Vascular endothelial growth factor accelerates renal recovery in experimental thrombotic microangiopathy

Renal microvascular injury characterizes thrombotic microangiopathy (TMA). The possibility that angiogenic growth factors may accelerate recovery in TMA has not been studied. TMA was induced in rats by the selective right renal artery perfusion of antiglomerular endothelial cell IgG (30 mg/kg). Twenty-four hours later, rats received vascular endothelial growth factor (VEGF121, 100 microg/kg/day) or vehicle (control) daily until day 14. To evaluate renal function, the unperfused left kidney was removed at day 14, and rats were sacrificed at day 17. The induction of TMA was associated with loss of glomerular and peritubular capillary endothelial cells and decreased arteriolar density at day 1. Some spontaneous capillary recovery was present by day 17; however, repair was incomplete, and severe tubulointerstitial damage occurred. The lack of complete microvascular recovery was associated with reduced VEGF immunostaining in the outer medulla.
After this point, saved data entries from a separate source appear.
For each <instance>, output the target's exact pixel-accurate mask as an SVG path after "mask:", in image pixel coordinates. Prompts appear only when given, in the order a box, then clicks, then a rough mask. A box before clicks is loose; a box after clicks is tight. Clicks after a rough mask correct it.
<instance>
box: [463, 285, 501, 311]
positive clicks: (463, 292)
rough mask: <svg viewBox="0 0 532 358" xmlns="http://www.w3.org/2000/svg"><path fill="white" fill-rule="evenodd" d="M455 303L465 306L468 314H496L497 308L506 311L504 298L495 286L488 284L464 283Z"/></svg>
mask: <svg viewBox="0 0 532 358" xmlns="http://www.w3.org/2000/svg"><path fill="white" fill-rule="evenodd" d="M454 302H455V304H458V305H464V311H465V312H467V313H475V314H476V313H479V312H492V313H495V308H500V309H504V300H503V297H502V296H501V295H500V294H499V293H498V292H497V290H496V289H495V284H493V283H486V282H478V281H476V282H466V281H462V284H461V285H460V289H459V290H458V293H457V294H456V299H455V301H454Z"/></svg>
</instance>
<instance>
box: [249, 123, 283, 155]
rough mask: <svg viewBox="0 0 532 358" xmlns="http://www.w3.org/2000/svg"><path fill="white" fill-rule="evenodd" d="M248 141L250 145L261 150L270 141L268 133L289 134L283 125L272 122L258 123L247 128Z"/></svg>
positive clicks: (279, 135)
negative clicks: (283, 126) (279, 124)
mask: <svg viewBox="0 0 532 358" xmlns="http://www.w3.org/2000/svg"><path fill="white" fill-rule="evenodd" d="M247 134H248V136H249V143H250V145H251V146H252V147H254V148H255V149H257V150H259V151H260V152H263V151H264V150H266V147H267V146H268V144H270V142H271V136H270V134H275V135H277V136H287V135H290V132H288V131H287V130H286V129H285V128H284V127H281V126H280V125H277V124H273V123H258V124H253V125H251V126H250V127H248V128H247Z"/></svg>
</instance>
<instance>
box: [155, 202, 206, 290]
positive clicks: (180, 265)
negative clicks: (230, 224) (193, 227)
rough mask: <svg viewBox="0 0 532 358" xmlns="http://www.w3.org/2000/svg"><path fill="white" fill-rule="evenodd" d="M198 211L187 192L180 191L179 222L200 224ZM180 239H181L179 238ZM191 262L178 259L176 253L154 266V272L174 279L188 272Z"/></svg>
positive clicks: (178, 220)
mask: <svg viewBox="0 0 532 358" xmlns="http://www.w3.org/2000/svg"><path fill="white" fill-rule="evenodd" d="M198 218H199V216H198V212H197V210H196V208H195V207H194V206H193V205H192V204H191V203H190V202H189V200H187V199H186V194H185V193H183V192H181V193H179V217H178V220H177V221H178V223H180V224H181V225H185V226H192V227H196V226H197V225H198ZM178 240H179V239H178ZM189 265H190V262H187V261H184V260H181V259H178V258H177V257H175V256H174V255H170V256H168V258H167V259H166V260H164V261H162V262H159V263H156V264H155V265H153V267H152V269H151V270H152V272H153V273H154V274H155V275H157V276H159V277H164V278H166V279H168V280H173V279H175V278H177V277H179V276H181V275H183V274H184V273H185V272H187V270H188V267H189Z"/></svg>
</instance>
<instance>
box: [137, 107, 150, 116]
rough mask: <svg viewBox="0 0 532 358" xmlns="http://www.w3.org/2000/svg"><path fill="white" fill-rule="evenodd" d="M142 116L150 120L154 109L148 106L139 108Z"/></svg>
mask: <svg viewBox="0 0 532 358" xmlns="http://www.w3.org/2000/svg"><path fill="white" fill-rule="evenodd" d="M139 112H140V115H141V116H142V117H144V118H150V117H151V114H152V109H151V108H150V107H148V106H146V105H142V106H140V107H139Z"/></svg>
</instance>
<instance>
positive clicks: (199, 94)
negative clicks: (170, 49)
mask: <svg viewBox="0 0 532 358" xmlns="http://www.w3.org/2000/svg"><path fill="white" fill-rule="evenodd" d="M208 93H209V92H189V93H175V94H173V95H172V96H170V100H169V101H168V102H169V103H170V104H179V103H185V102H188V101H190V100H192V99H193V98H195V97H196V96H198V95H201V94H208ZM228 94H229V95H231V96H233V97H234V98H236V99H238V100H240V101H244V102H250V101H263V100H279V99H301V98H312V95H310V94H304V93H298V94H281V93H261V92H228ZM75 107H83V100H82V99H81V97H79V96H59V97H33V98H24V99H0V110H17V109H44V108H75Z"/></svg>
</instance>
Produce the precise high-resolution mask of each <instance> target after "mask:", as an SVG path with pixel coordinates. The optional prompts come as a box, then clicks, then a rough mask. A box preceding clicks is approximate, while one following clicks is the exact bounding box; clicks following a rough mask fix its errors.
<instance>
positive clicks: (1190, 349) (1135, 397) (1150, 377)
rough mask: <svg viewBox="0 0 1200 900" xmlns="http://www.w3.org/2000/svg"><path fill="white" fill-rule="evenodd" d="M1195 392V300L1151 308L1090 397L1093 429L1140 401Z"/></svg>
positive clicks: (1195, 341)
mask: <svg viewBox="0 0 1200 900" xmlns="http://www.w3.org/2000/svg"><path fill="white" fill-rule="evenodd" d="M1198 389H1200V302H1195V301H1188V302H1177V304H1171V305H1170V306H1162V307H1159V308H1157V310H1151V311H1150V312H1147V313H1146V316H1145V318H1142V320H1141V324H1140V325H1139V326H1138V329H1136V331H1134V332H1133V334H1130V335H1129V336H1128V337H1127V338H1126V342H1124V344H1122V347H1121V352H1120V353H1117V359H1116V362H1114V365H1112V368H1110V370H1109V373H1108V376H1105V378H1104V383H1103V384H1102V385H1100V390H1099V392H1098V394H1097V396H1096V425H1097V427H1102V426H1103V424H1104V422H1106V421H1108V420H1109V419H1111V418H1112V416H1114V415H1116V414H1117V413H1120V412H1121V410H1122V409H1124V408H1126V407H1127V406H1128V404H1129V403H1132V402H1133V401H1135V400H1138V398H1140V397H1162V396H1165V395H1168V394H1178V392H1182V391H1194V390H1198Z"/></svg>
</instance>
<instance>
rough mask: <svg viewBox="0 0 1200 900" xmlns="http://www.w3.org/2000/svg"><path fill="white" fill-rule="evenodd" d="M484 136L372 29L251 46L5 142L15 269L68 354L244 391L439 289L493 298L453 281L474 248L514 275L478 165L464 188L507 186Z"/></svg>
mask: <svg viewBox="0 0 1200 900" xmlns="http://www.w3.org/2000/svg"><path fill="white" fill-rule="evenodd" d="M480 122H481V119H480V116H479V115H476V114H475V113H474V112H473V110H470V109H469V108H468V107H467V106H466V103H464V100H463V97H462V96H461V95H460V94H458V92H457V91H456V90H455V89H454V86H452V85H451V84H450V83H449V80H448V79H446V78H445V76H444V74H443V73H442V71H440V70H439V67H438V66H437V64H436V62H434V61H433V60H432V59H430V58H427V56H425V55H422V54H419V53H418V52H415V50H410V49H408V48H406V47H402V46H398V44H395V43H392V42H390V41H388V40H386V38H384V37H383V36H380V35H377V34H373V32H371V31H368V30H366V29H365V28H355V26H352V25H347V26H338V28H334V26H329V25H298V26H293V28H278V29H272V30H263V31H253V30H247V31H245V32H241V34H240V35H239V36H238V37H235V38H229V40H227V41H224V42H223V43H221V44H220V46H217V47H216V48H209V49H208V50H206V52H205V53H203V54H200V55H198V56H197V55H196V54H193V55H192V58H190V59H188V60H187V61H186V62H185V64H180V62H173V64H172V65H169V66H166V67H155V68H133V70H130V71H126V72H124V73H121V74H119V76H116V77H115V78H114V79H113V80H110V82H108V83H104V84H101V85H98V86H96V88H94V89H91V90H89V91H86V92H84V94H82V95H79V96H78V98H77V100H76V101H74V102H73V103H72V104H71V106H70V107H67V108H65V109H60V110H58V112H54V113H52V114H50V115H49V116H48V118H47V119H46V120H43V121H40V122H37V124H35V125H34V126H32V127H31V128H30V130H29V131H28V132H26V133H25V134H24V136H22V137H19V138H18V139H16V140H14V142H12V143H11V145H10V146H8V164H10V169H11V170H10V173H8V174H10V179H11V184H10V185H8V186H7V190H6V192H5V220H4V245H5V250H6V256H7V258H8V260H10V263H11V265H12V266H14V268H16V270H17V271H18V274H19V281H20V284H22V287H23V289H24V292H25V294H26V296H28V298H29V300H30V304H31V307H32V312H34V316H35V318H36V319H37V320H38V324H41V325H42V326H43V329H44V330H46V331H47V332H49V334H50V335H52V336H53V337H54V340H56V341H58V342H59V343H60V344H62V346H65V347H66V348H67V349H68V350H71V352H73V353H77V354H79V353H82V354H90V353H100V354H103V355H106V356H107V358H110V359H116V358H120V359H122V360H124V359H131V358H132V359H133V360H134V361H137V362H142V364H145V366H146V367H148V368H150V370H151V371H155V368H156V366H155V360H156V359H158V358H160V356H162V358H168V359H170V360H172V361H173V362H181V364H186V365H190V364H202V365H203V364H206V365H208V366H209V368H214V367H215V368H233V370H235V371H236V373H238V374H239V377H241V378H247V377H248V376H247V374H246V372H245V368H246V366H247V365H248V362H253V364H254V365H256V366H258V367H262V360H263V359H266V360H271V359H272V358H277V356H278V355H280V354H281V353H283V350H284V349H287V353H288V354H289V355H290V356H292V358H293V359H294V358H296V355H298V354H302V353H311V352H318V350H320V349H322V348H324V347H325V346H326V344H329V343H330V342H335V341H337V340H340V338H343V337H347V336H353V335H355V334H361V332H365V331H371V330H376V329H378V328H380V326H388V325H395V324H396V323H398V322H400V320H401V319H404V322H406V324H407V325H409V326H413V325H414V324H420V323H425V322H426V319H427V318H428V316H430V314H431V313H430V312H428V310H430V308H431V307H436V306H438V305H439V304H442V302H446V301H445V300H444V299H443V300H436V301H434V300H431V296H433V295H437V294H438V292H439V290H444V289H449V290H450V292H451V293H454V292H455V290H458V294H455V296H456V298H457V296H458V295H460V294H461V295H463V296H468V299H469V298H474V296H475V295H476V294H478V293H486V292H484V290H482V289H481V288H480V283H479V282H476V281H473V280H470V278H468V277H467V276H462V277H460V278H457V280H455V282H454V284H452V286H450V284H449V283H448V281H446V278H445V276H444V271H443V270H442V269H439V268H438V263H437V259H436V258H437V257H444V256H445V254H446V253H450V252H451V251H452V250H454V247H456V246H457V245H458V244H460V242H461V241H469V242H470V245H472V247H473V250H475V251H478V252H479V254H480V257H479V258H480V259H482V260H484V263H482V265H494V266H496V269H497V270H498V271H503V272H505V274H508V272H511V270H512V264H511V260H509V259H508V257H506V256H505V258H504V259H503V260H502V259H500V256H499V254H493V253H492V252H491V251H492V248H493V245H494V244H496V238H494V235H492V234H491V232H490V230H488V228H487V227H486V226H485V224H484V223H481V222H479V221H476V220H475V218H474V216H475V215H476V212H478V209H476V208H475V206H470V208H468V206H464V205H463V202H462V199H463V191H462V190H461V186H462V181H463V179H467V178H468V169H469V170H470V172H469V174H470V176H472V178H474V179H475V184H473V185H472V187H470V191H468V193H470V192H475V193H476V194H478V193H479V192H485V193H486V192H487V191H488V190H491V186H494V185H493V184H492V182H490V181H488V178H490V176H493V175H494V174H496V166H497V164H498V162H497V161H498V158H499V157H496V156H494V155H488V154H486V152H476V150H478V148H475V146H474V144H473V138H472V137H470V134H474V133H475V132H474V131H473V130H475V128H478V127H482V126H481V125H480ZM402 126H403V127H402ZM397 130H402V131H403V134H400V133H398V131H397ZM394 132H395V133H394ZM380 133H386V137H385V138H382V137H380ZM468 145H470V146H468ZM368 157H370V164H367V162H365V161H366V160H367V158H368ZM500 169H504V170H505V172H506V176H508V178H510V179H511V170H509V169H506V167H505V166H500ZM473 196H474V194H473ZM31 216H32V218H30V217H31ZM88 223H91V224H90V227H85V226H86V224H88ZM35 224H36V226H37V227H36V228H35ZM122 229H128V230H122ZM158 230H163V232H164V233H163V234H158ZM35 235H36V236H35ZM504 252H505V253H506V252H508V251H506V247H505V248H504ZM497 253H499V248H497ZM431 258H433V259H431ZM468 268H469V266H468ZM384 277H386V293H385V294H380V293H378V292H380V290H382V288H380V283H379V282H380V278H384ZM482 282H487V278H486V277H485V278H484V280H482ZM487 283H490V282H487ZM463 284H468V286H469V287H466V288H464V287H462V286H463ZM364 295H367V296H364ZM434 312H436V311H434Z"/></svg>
VEGF-treated rats had more glomeruli with intact endothelium, less glomerular ischemia (collapsed glomeruli), and greater peritubular capillary density with less peritubular capillary loss. This was associated with less tubulointerstitial fibrosis, less cortical atrophy, and improved renal function. VEGF accelerates renal recovery in this experimental model of TMA. These studies suggest that angiogenic growth factors may provide a new therapeutic strategy for diseases associated with endothelial cell injury.